Изменить стиль страницы

— Неси мне апельсин, — говорила она, изумляясь своей полной безучастности к его тревогам. — Неси мамочке апельсин.

«Он вырастет не таким, как отец, — сказала она себе. — Не как червь, никогда не видавший солнца».

II

Раньше она была бесконечно поглощена ребенком, своей мучительной ответственностью, словно, родив его, должна была держать ответ за все его существование. Ее раздражало, даже если у него текло из носа, задевало за живое так, будто она должна была выговаривать себе самой: полюбуйся, что ты произвела на свет!

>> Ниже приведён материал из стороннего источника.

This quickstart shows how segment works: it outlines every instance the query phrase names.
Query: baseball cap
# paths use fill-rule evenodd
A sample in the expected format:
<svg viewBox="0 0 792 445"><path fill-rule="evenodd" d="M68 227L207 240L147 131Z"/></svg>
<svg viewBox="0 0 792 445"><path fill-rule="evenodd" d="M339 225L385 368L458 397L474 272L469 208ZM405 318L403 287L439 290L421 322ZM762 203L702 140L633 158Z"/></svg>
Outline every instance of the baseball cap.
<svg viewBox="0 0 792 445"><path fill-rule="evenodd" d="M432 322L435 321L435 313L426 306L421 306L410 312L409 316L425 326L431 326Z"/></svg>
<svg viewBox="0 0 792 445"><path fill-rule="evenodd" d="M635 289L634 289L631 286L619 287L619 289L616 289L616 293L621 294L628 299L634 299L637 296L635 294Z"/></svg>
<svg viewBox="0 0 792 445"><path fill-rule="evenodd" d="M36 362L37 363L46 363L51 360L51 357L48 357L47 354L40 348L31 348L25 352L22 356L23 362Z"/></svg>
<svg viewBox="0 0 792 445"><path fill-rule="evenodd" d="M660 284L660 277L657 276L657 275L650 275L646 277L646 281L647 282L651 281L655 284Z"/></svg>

Теперь произошла перемена. Ребенок больше так живо не интересовал ее, и она освободила его от бремени своего беспокойства и воли. И от этого он стал только крепче и здоровее.

Про себя же она думала о солнце, о его великолепии, о своем единении с ним. Теперь жизнь ее стала ритуальным обрядом. Она всегда просыпалась до рассвета и, лежа, наблюдала, как серый цвет переходит в бледно-золотой, чтобы узнать, не закрыт ли край моря облаками. Ее охватывала радость, когда, расплавленное, оно вставало в наготе своей, озаряя нежное небо сине-белым пламенем.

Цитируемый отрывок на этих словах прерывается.